Icon: Sektor Textilien © WWF
Icon: Sektor Textilien © WWF
Verpackungen

Durchschnittlich verursacht jede:r Deutsche pro Jahr 225 kg Verpackungsmüll. Eine Änderung lässt sich derzeit nicht absehen – aber sie ist möglich! Mehr als in den anderen Sektoren liegt der Großteil der Einsparungen hierbei in unserer Hand. Durch den Kauf unverpackter Produkte, vorausschauendes Design und hochwertiges Recycling können wir unseren derzeitigen Rohstoffverbrauch um mehr als die Hälfte reduzieren.

Icon: Sektor Verpackungen © WWF
Icon: Sektor Verpackungen © WWF
Möbel

Wie bei Textilien geht auch bei der Einrichtung der Trend derzeit hin zur kürzeren Lebensdauer – und verursacht massiven Rohstoffverbrauch. Dieser wirkt sich aufgrund des hohen Holzanteils bei Möbeln besonders negativ auf die Landnutzungsbilanz aus. Längere Nutzung, umweltschonenderes Design und die Nutzung hochwertiger Materialien sowie konsequentes Recycling sind hier der Weg in die zirkuläre Wirtschaft.

Icon: Sektor Möbel © WWF
Icon: Sektor Möbel © WWF
Beleuchtung

Mit der Umstellung von Glühbirnen auf LED sind bei der Beleuchtung schon wichtige Weichen hin zur Circular Economy gestellt worden. Trotzdem verursacht der Sektor noch immer hohe Umweltbelastungen. So dienen heute 17 Prozent aller Lampen nicht der Beleuchtung, sondern der Dekoration. Neben neuen Nutzungskonzepten und langlebigeren Designs lassen sich die höchsten Einsparungen hier durch den Verzicht auf diese Deko-Lampen erreichen.

Icon: Sektor Beleuchtung © WWF
Icon: Sektor Beleuchtung © WWF

Die Zukunft liegt in unserer Hand

Wie stark die positiven Veränderungen durch die Circular Economy sind, hängt von der Umsetzung ab. Die MDCE-Modellierungsstudie vergleicht vier unterschiedliche Szenarien, um die Effekte einer Umstellung bis 2045 kalkulieren zu können.

Das „Weiter-so"-Szenario

Das „Weiter-so“-Szenario ist die Grundlage unserer Berechnungen. Basierend auf dem Projektionsbericht 2021 über die Treibhausgasemissionen in Deutschland bis 2040 bildet es ab, was wir erreichen können, wenn sich unser Konsumverhalten und der technologische Fortschritt so weiterentwickeln wie bisher. Bereits angekündigte Maßnahmen und Ziele werden dabei mit einberechnet – selbst wenn ihre Umsetzung bisher hinter den Erwartungen zurückbleibt.

Das „Verhalten"-Szenario

Das Szenario „Verhalten“ zeigt auf, welche Auswirkungen durch Veränderungen im Konsumverhalten und durch neue politische Instrumente erzielt werden können.

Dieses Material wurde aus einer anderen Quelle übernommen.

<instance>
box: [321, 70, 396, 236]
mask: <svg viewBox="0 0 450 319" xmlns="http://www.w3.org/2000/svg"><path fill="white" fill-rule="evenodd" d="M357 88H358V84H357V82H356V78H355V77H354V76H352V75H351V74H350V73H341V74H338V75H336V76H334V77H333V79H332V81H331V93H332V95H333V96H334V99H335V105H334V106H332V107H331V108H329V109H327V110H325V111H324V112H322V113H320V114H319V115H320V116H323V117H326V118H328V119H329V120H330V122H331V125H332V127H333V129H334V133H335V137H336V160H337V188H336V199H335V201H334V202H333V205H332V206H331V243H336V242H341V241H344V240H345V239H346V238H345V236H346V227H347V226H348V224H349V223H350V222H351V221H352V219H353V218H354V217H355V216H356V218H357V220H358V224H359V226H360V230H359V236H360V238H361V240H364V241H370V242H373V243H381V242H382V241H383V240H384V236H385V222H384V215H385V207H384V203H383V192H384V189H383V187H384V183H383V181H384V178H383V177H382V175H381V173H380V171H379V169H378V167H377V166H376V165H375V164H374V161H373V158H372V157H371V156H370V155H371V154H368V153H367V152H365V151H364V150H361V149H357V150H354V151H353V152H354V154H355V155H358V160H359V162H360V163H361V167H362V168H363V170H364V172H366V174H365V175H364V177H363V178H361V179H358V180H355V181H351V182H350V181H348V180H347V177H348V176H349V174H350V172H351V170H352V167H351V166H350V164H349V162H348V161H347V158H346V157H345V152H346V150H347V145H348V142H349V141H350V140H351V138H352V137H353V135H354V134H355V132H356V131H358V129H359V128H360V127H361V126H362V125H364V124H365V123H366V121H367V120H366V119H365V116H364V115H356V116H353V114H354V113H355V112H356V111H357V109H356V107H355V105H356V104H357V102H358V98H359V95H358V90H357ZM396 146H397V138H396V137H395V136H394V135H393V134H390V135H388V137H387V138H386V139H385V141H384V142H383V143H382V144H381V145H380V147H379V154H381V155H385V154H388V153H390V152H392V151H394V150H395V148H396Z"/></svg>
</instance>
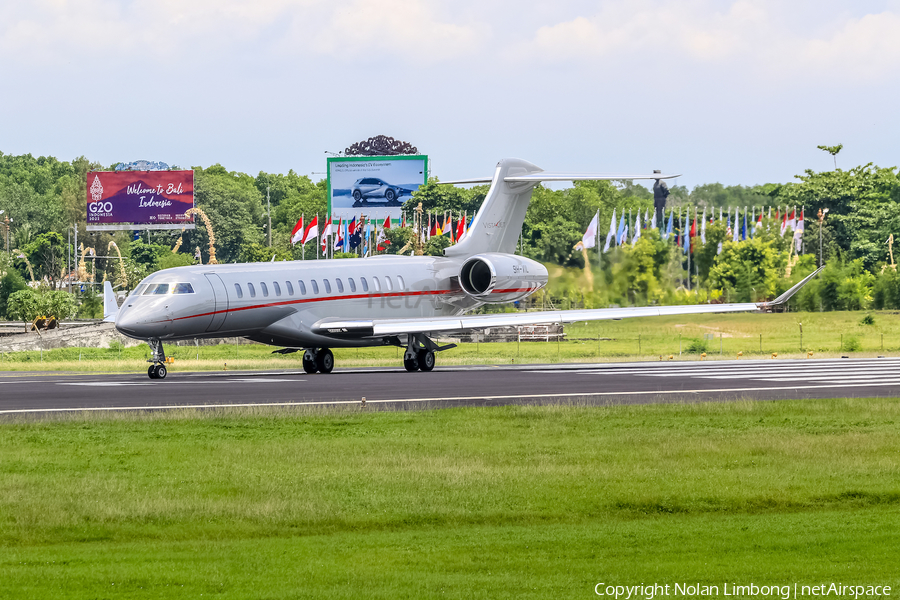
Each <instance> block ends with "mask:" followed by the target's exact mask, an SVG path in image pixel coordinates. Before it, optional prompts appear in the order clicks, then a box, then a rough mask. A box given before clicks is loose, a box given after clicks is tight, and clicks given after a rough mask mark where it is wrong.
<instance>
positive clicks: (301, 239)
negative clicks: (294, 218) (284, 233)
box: [291, 215, 303, 246]
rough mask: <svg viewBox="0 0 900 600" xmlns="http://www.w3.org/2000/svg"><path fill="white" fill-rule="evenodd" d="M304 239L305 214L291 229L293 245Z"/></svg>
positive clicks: (291, 242) (291, 245)
mask: <svg viewBox="0 0 900 600" xmlns="http://www.w3.org/2000/svg"><path fill="white" fill-rule="evenodd" d="M302 239H303V215H300V218H299V219H297V224H296V225H294V228H293V229H292V230H291V246H293V245H294V244H296V243H297V242H299V241H301V240H302Z"/></svg>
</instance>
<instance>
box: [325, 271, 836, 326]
mask: <svg viewBox="0 0 900 600" xmlns="http://www.w3.org/2000/svg"><path fill="white" fill-rule="evenodd" d="M821 270H822V269H821V268H820V269H818V270H816V271H815V272H814V273H812V274H810V275H809V276H807V277H805V278H804V279H803V281H801V282H800V283H798V284H797V285H795V286H793V287H792V288H791V289H789V290H788V291H786V292H785V293H783V294H782V295H781V296H779V297H778V298H776V299H775V300H773V301H771V302H759V303H757V302H741V303H733V304H684V305H675V306H634V307H629V308H594V309H583V310H554V311H540V312H520V313H495V314H488V315H461V316H454V317H413V318H407V319H333V318H332V319H322V320H321V321H319V322H317V323H316V324H315V325H313V326H312V331H313V333H316V334H319V335H324V336H331V337H339V338H364V337H384V336H392V335H402V334H404V333H407V334H409V333H437V332H442V331H466V330H471V329H487V328H490V327H515V326H520V325H539V324H544V323H574V322H576V321H607V320H612V321H617V320H619V319H629V318H635V317H662V316H672V315H698V314H710V313H732V312H753V311H768V310H771V309H772V308H774V307H776V306H779V305H782V304H784V303H785V302H787V301H788V300H789V299H790V298H791V296H793V295H794V294H796V293H797V292H798V291H799V290H800V289H801V288H802V287H803V286H804V285H806V284H807V283H808V282H809V280H810V279H812V278H813V277H815V276H816V275H818V274H819V272H820V271H821Z"/></svg>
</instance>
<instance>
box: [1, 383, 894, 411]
mask: <svg viewBox="0 0 900 600" xmlns="http://www.w3.org/2000/svg"><path fill="white" fill-rule="evenodd" d="M148 383H149V382H148ZM138 385H143V384H138ZM151 385H153V384H151ZM895 385H898V383H896V382H893V381H891V382H883V383H849V384H840V383H837V384H828V385H788V386H772V387H743V388H718V389H710V390H703V389H697V390H641V391H631V392H575V393H568V394H559V393H557V394H515V395H508V396H457V397H434V398H393V399H381V400H379V399H369V400H367V401H366V404H422V403H426V402H460V401H472V400H474V401H478V400H482V401H483V400H524V399H552V398H603V397H625V396H664V395H668V394H675V395H682V396H686V395H691V394H721V393H731V394H734V393H740V392H776V391H788V390H791V391H794V392H799V391H801V390H821V389H829V390H834V389H851V388H860V387H889V386H895ZM353 404H356V405H359V404H360V400H316V401H312V402H260V403H248V402H244V403H236V404H170V405H161V406H160V405H154V406H104V407H86V408H20V409H11V410H0V415H3V414H22V413H58V412H108V411H114V410H122V411H129V410H131V411H133V410H173V409H175V410H183V409H206V408H252V407H264V406H271V407H277V406H283V407H287V406H293V407H301V406H347V405H353Z"/></svg>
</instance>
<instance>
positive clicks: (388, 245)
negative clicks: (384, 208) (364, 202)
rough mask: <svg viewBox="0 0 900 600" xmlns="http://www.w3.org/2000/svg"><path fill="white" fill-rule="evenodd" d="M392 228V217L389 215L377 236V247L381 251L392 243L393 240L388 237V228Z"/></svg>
mask: <svg viewBox="0 0 900 600" xmlns="http://www.w3.org/2000/svg"><path fill="white" fill-rule="evenodd" d="M390 228H391V217H390V216H388V218H387V219H385V220H384V224H382V226H381V231H379V232H378V235H376V236H375V249H376V250H378V251H379V252H384V251H385V250H387V247H388V246H390V245H391V240H389V239H387V234H386V233H385V231H386V230H388V229H390Z"/></svg>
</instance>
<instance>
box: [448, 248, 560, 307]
mask: <svg viewBox="0 0 900 600" xmlns="http://www.w3.org/2000/svg"><path fill="white" fill-rule="evenodd" d="M547 279H548V273H547V269H545V268H544V265H542V264H541V263H539V262H536V261H533V260H531V259H528V258H524V257H522V256H515V255H512V254H501V253H498V252H486V253H484V254H476V255H475V256H472V257H470V258H469V259H468V260H466V262H464V263H463V266H462V269H460V271H459V284H460V286H461V287H462V289H463V291H465V292H466V293H467V294H468V295H469V296H471V297H472V298H474V299H476V300H478V301H479V302H488V303H492V304H499V303H502V302H514V301H516V300H521V299H522V298H525V297H527V296H529V295H530V294H533V293H534V292H536V291H537V290H539V289H541V288H542V287H544V286H545V285H547Z"/></svg>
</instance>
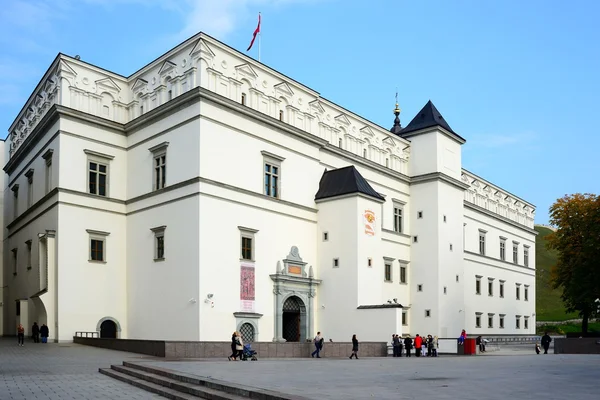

Das „Technologie“-Szenario

Das „Technologie“-Szenario konzentriert sich hingegen auf den Fortschritt, der durch Innovation und neue Technologien möglich ist.

Das MDCE-Szenario

Das MDCE-Szenario modelliert Circular Economy, wie sie sein sollte. Als Kombination der Szenarien „Technologie“ und „Verhalten“ baut es sowohl auf Verhaltensveränderung als auch auf technischen Innovationen auf und berechnet, was möglich ist, wenn die Politik ambitioniert daran arbeitet, Produktion und Konsum in einer umfassenden CE langfristig nachhaltiger zu gestalten.

Die Effekte des MDCE-Szenarios sind dabei vor allem gegenüber dem „Weiter-So“ enorm: Durch den Wechsel zu einer umfassenden Kreislaufwirtschaft in Deutschland können wir es bis 2045 schaffen, unsere Treibhausgasemissionen und unseren Rohstoffverbrauch um jeweils mehr als ein Viertel zu verringern und so Klimaschutz vorantreiben und Ressourcen bewahren. Eine nachhaltigere Landnutzung entlastet zusätzliche 8,5 Millionen Hektar Fläche und hilft so, die Biodiversität zu bewahren. Und weil wir nicht mehr so angewiesen auf neue Rohstoffe sind, wird durch CE außerdem die Versorgungssicherheit Deutschlands erhöht.

Kurz gesagt: Mit einer umfassenden Circular Economy kann Deutschland bis 2045 mit einem Wirtschaftssystem für Wohlstand sorgen, das den Planeten nicht ausplündert und ihn so für uns und zukünftige Generationen bewahrt.